When we started in 2002, it was a gamble and a provocation. I had grown up in the outskirts of Milan as a provincial person who would have to commute to Milan to see art. I grew up with this feeling of being slightly in a world that wasn’t my own. I remember every new city administration that was voted in, the first proclamation they would make was that they would build a contemporary art museum for the city of Milan. I remember this being discussed since I was a kid. So when we started, one of our ideas was that maybe we don’t need to make a museum of contemporary art. The city can be the museum. The museum is actually a software before it is a hardware, so let’s inject the museum into the city itself.
Sometimes in conversations around accessibility, there is also a notion of the dilution of the radicalism of art. I am not talking about accessibility in regards to access for wheelchairs. I am speaking about when making things accessible means making things less disturbing or provocative. We want to make art occur with all its contradictions, its force, its complexities, its frictions and shock power. We used to say that we didn’t make public art, we made art public, and without watering down its most complex aspects.
It was not art that had to rethink itself. It was more that we had to present it in such a way that it could become part of quotidian experience in all its complexity and radicalism.
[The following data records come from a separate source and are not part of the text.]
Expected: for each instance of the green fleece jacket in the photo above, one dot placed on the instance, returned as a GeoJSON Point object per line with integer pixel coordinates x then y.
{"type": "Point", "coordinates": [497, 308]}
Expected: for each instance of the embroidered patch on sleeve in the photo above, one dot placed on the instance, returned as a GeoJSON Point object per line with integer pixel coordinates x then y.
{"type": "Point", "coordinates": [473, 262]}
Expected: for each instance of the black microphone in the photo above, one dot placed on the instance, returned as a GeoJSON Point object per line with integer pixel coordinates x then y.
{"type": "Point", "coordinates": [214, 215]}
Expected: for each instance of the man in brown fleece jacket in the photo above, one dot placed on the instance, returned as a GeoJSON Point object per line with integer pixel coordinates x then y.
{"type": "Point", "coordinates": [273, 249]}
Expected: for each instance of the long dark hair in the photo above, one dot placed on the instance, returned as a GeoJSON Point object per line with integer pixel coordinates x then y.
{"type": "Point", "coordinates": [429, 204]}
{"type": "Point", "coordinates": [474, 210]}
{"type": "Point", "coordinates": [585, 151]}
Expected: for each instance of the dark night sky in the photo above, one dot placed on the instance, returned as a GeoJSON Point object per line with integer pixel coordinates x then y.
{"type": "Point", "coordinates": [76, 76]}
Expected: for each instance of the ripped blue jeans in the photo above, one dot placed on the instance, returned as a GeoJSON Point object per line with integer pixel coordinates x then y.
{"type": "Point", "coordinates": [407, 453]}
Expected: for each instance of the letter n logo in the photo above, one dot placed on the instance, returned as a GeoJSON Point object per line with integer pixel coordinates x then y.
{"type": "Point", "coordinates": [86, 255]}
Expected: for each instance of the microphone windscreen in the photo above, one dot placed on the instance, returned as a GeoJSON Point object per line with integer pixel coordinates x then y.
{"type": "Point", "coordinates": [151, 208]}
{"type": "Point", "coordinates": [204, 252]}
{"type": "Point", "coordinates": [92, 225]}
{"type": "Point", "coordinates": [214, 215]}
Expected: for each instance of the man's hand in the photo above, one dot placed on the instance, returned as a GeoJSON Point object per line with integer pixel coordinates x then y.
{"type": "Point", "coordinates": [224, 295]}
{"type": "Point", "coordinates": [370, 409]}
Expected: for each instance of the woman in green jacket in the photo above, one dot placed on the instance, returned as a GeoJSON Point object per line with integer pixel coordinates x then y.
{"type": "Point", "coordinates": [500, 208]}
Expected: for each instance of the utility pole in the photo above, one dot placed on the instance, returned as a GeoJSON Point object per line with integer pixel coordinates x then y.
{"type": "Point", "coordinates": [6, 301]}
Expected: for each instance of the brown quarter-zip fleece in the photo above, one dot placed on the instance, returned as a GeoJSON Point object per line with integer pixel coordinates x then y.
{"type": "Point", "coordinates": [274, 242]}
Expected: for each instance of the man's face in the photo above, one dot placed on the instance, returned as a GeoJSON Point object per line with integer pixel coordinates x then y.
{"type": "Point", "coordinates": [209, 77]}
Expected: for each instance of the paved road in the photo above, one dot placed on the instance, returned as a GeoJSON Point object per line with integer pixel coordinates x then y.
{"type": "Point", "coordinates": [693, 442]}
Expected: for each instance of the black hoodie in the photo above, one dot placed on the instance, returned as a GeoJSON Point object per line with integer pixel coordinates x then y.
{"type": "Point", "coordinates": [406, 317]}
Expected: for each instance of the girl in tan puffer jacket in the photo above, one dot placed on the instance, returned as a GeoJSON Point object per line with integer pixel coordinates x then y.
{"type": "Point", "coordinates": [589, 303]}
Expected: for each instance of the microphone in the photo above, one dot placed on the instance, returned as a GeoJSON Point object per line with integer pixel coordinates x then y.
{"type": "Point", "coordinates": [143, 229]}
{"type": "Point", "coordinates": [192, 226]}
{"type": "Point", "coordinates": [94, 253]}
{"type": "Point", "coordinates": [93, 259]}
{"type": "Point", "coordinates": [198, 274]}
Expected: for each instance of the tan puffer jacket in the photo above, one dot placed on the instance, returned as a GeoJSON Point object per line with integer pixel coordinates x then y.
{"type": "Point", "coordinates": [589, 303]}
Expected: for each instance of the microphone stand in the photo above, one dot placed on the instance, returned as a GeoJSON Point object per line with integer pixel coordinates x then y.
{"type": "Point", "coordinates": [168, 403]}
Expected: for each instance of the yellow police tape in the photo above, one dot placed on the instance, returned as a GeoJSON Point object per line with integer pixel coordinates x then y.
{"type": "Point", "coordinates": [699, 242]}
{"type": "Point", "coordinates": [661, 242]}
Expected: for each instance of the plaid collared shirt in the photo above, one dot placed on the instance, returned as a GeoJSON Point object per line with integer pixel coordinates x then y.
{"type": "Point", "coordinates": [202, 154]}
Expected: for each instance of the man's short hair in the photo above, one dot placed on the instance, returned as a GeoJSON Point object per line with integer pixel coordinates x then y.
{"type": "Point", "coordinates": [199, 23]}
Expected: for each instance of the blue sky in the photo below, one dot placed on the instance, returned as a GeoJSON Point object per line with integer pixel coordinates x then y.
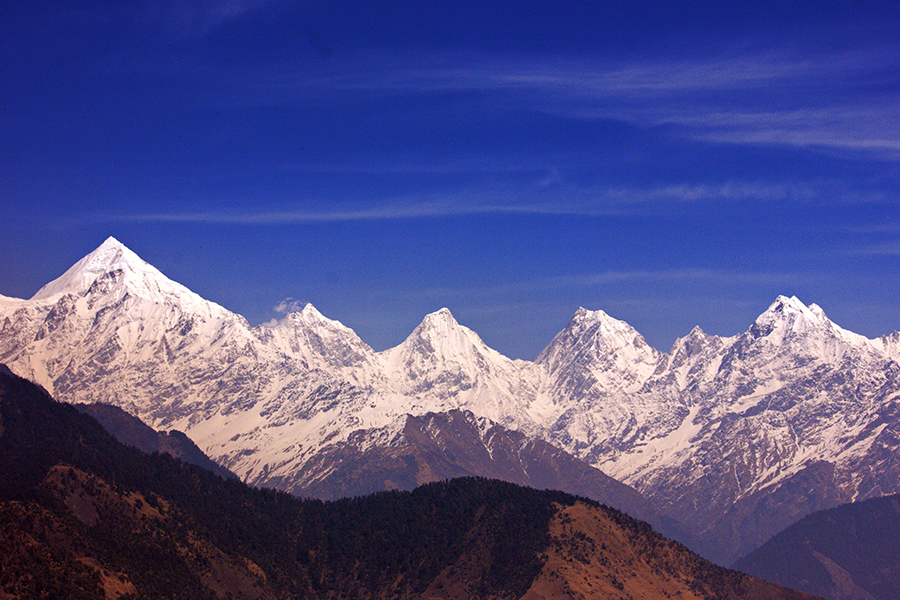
{"type": "Point", "coordinates": [674, 164]}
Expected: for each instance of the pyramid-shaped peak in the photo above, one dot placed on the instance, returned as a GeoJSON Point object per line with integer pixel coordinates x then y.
{"type": "Point", "coordinates": [108, 256]}
{"type": "Point", "coordinates": [440, 319]}
{"type": "Point", "coordinates": [585, 318]}
{"type": "Point", "coordinates": [785, 307]}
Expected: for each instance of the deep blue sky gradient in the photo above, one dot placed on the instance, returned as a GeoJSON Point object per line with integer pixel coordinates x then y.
{"type": "Point", "coordinates": [674, 164]}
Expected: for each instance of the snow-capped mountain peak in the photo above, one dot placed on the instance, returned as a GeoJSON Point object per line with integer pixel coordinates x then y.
{"type": "Point", "coordinates": [111, 255]}
{"type": "Point", "coordinates": [608, 348]}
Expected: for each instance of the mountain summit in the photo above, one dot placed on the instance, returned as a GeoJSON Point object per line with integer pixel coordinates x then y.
{"type": "Point", "coordinates": [795, 414]}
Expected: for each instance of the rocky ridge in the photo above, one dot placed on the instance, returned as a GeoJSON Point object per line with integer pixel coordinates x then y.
{"type": "Point", "coordinates": [794, 415]}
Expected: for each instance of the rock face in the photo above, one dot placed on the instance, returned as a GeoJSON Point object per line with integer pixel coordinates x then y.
{"type": "Point", "coordinates": [735, 437]}
{"type": "Point", "coordinates": [83, 516]}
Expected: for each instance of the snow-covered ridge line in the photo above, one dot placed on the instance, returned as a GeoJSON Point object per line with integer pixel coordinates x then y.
{"type": "Point", "coordinates": [736, 414]}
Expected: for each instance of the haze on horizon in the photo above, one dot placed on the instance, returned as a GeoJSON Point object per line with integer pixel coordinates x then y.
{"type": "Point", "coordinates": [672, 164]}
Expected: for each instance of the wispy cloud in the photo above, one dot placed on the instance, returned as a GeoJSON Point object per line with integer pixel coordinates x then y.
{"type": "Point", "coordinates": [542, 195]}
{"type": "Point", "coordinates": [604, 278]}
{"type": "Point", "coordinates": [831, 100]}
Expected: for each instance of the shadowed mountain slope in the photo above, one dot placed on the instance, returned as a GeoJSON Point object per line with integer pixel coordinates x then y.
{"type": "Point", "coordinates": [84, 516]}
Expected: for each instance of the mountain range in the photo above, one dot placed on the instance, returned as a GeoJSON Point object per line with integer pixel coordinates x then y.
{"type": "Point", "coordinates": [85, 517]}
{"type": "Point", "coordinates": [734, 437]}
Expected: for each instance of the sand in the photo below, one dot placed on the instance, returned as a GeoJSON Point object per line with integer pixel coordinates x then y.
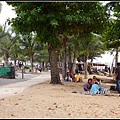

There were also pragmatic and economic assumptions. We thought we could achieve so much more this way, rather than running a full museum 365 days a year.
You’re much more flexible and radical and risky with the private foundation than with the New Museum, where there are all kinds of structural concerns. How do you try to move forward from the layoffs last year?
Thankfully, the New Museum is far from a rigid institution. I have been working there now for almost 15 years, and that’s because it’s an institution with an amazing history and I hope an amazing future, where the culture is really to embrace artists ideas and making them possible. Obviously, it’s a museum—it’s more stratified in the sense that more people work there. It’s also New York City, so that is also an impact, and therefore [there is a level of] attention to what we do, which is healthy.
What both these projects share is an idea of being a public institution in the highest sense of the term, regardless of who pays the bill. When you make art for others, which is where art begins, you are part of a public debate and a public exchange, and with that come responsibilities and also freedoms. A lot of what we do and what I do is create space for artists and for artworks and for dialogue to happen between the artwork and the public. Within that encounter, so many exciting things can happen.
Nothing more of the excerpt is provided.